How slavery caused the Temple's loss

The Talmud offers a disturbing explanation for the tragedy of Tishah b’Av


The ninth of Av is the day we mourn the destruction of the two Temples, Solomon’s and Herod’s, as well as the fall, 65 years later, of the city of Betar. The land of Israel was depopulated and the city of Jerusalem ploughed over.

Against this backdrop of pain, loss and grief, the Talmud’s view of it might surprise us. Rather than focusing on what “they”, the enemy, did to “us”, the victims, the Talmud is introspective. It attributes the destruction to internal failures, not to outside aggressors. It has no doubt that the Jewish people, if it remained true to its ideals, could survive any invasion. And it articulates those ideals in a fashion that is disturbingly relevant to today’s problems.

The stage is set by Rabbi Yochanan, writing a generation after the fall of Betar. He identifies the date of the 9th of Av as the day when the generation of the Exodus refused to enter the Land. Brought to its borders after a walk across the desert that took less than half a year, they took fright and rebelled. Their punishment was to continue wandering, knowing that their children would inherit the Land but that they would never see it.

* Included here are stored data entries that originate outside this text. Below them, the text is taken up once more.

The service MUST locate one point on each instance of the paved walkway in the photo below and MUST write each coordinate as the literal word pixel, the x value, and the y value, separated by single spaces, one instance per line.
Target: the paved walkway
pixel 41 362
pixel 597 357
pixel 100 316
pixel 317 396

By linking the date of their rebellion to later historical events, the tradition suggests a tragic dialectic, as if the refusal of one generation to commit itself to the Land resulted in a cycle of loss that afflicted later ones.

The Talmud picks up this theme as it describes the Roman siege of Jerusalem in the year 70. According to its version of the story, there were three wealthy benefactors who, between them, had sufficient means to sustain the city under siege for 21 years. One agreed to provide oil, one to provide grain, and the third wood.

But there were also militants — zealots — who wanted to fight and to make their fellow-citizens fight with them. The zealots burned the store-houses. With the city starving to death, there was no alternative but to engage the Romans in a battle that the Jews could not possibly win.

The rabbinic view that external disaster can only be the result of internal failure is exemplified by a comment attributed to Rabbi Ila in the Jerusalem Talmud and quoted in Eichah Rabbah, an ancient commentary on the Book of Lamentations. Rabbi Ila, probably writing in Galilee a few generations after the fall of Jerusalem, says, “Israel was only ever punished because of not freeing slaves.”

Jewish aversion to slavery is well-known and one of the first civil statutes to be recorded in the book of Exodus — directly after the “big ten” commandments — is the injunction that a slave cannot serve his master for more than six years. In the seventh year he must go free. Based on the words of the prophet Jeremiah, who witnessed the destruction of Solomon’s Temple at the hands of the Babylonians, the Jerusalem Talmud suggests that this command was originally given before the Jewish people left Egypt. As well as painting their doorposts with the blood of the paschal lamb, the people of Israel were commanded to free their own slaves.

Rabbi Ila implies that the Jewish nation only gained its freedom when it freed its slaves, and only lost its freedom when it failed to live up to this ideal. Learning Rabbi Ila’s idea for the first time is shocking.

Surely we were victims in Egypt, not perpetrators! We were slaves, not slave-owners! How could Jews in Egypt have kept slaves? But any of us with knowledge of psychology or history will know that it may have been true: the idea disturbs us precisely because of the acuity of its insight.

Even more shocking and disturbing is the Talmud’s recollection of the fall of Solomon’s Temple, narrated in tractate Shabbat. It is based on a vision of the prophet Ezekiel, who saw an angel place a protective mark on the foreheads of the righteous people of Jerusalem. Apparently, these were to be saved from the invading soldiers.

Yet, when the slaughter began, it began “with the elders in front of the Temple”. The angel’s mark was of no value. The rabbis struggled to reconcile this evidence of the brutal reality of war with their vision of divine justice. They imagined a conversation in heaven in which God tried to defend his “wholly righteous” people from an accusing judge.

When the accuser claims, “They were indeed wholly righteous, but they could have spoken out against injustice and they failed to do so”, God defends them again, saying, “No one would have listened.” But the prosecutor’s reply is incontrovertible: “You know that no one would have listened, but how could they have known?” God is unable to answer. And the slaughter commences, “in front of the Temple”.

Hearing the Talmud’s voice today disturbs us. None of us can claim with confidence that we live up to its ideals: commitment to the Land, commitment to peace, compassion for those who are enslaved and a willingness to speak out with courage against injustice.

Yet, according to the rabbis, they are mandatory for a people that seeks to dwell in the Land. In the closing words of the haftarah that they ordained for the Shabbat before the Ninth of Av, “Jerusalem will be redeemed by justice; those who return to her will be redeemed by charity.”